For my own project, I am probably going to use a different approach that works better for my specific use case; as much as I like this bitmap-based solution, I will most likely only have one generation, maybe two, but I just want optional support for multiple generations, and intend to have a single reveal at the end. Multiple reveals is just a bonus feature that I might use and probably won't.

So my approach is to simply have a mapping genThreshold[] from Gen ID => first token id of NEXT gen. Whenever I reveal, genThreshold[currentGen] is set to _minted. _tokenGen() just loops from generation 0 to current gen, comparing the tokenId to see if it's < threshold:

function _tokenGen(uint256 tokenId) internal view returns (uint256) {
        require(_exists(tokenId), "ERC721PsiRandomSeedReveal: generation query for nonexistent token");
        // Find the generation the tokenId belongs to by checking it against genThreshold
        for (uint256 i = 0; i < currentGen; ++i) {
            if (tokenId < genThreshold[i]) {
                return i;
            }
        }
        return currentGen;
    }

So, this is O(n) with n being the number of generations we have. But it's by far the cheapest overall method if you only have one or a few generations. There's no bitmap, and there is never any mint overhead. This is pretty unusable if you have many generations, whereas the initial proposal is the opposite, fast with many.

To each use case their own solution I guess.

estarriolvetch commented 1 year ago

@reasv This idea sounds really good to me. I think this is indeed a good approach. Shifting the gas consumption from _mint() to _reveal() should give the users a more pleasant experience. We can also add administrative functions to fill _genHead if needed.

Since this can be a breaking change, I think it will be better if you can implement it as a separate extension.

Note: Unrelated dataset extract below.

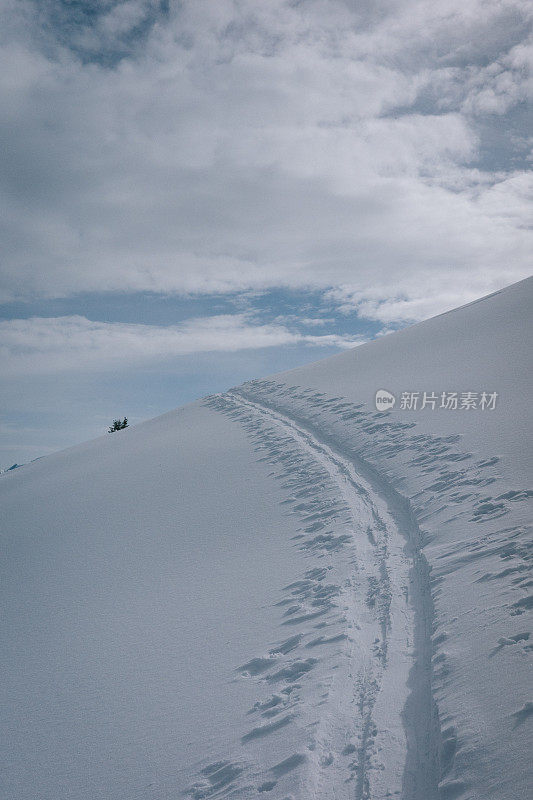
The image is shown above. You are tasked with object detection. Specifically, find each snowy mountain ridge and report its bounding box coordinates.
[0,279,533,800]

Also I think the one using genThreshold can also be a separate extension. In practice, I don't think anyone will need more than 256 generations, so using uint8 array for genTHreshold can potentially save you more gas.

With corresponding test cases, I will be happy to merge your PR! Also, looking forward to see what you will build with ERC721Psi!!!

reasv commented 1 year ago

Thanks, I'm glad we're on the same page regarding this. And yes, you're right, they probably should be separate extensions. It seems the mock for tests breaks on this version anyways, I didn't expect to merge the PR in its current form.

I'll look into writing tests for these alternative versions in the next week as soon as I have time. I'll have to write tests for the version I chose to use internally anyways.

using uint8 array for genThreshold can potentially save you more gas. Does it? I'm not sure, in most cases EVM uses 256 bit words internally and uint8 ends up costing a bit more due to checks, the only situation where I'm aware it saves costs is when packing it in an array.

estarriolvetch commented 1 year ago

Awesome!

Regarding using uint8, you are correct evm ues 256 bit words, so the cost will sightly increase if you only have one generation. However, if you have more than 1 generation, you will be benefit from reading from the same storage slot, as uint8 numbers are packed in a compact form.

After the Berlin update, reading the same storage slot in a single tx will cost only 100 more gas.

In my opinion, the downside of using unit8 is negligible, but it can potentially saves a lot if you have a few generations.

estarriolvetch commented 1 year ago

Also, you may consider using fixed array instead of dynamic array to save more.